I look down at Amauri again, memorizing the curve of his lashes, the way his mouth relaxes in sleep. So much like me, it almost hurts. So much like her in ways I can't see yet. Jenna will still answer for what she did. But not the way I thought. Not with rage alone. Because the woman who raised this? She's no longer just someone who took something from me. She's someone who made something extraordinary.

And that changes everything.

Noise from the rear cabin interrupts the moment.

"Where is my wheelchair?" Whitford's voice cracks through the hum of the engines. "I need a phone. I need to call?—"

My men bring him forward. They're being careful with him. I haven't told them yet how to handle him. Hell, I don't know how to handle him yet. They're moving him like he's something fragile and unpleasant at the same time. Which I suppose he is.

I watch them approach, I watch Whitford with the same loathing I've always felt for him. He's not really broken, but he's been—reduced.

He's lost weight. His hands shake. His face has that hollow, pinched look of a man who has never had to be brave and who has finally run out of shields. This isn't survival etched into bone like Amauri carries it. This is decay. I feel nothing like pity. I never have. He was never a man. Men don't sell their girlfriends. Men don't offer women up like currency so they can climb a ladder that was never meant to hold their weight.

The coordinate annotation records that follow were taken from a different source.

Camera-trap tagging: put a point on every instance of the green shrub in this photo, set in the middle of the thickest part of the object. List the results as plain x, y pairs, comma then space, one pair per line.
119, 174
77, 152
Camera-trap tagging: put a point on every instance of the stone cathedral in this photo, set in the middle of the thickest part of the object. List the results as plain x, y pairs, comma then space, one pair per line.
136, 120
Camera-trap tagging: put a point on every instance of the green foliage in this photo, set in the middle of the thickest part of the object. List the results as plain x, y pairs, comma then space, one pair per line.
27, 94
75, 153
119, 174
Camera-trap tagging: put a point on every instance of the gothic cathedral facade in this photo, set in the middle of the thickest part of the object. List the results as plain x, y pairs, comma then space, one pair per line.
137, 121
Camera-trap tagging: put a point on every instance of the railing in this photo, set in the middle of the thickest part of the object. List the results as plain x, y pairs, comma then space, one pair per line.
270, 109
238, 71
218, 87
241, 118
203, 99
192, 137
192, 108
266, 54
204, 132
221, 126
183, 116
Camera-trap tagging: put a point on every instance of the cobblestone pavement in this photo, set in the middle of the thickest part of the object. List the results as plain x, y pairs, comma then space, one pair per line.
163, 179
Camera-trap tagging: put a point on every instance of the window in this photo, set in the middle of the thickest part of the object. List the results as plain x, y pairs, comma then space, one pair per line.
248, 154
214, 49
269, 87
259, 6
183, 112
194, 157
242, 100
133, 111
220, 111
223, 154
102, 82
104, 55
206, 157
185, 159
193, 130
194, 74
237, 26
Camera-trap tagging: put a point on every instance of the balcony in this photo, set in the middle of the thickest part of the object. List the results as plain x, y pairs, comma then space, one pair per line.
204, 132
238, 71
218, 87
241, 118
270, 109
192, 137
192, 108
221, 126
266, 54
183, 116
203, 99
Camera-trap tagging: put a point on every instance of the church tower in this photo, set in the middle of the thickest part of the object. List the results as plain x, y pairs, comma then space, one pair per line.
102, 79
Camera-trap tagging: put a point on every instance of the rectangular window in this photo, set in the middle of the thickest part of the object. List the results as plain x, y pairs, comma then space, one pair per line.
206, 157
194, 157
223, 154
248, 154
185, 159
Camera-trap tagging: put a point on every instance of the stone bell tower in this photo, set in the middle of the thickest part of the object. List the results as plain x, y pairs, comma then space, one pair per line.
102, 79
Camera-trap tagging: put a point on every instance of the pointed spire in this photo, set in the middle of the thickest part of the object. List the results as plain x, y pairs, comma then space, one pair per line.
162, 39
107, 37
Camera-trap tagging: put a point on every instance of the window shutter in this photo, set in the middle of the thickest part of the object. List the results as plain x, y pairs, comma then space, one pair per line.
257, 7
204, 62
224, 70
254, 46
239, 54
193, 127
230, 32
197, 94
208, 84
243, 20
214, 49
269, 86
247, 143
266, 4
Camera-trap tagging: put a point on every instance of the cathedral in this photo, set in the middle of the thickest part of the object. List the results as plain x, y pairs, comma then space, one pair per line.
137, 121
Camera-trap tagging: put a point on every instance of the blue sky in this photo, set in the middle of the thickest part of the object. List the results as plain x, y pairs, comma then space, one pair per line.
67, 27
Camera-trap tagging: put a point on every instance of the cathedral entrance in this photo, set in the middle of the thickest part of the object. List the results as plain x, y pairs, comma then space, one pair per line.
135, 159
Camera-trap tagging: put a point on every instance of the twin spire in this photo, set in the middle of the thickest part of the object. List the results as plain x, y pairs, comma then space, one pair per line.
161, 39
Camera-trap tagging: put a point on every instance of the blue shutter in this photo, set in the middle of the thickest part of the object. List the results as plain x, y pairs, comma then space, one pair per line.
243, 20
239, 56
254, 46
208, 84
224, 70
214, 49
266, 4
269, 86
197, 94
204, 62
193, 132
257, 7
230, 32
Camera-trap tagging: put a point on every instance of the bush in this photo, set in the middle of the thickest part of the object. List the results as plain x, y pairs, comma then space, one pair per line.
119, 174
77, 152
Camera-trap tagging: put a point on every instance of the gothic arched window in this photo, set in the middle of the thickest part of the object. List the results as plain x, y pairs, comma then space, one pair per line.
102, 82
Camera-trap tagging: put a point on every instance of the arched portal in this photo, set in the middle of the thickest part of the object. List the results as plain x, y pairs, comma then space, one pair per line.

Playtime, he'd called it. Coach would get his with Jenna, and Whitford would get his on the field, under the lights, with scouts watching and a future bought in bruises and silence.

I remember when I learned what he'd done. The night Jenna and I buried Coach in the desert. That was the moment I decided he would die. I gave her time. Time to leave him. Time to realize she deserved better. Time to walk away from the boy who thought women were stepping stones.

She did. The very next day. Or so she told me.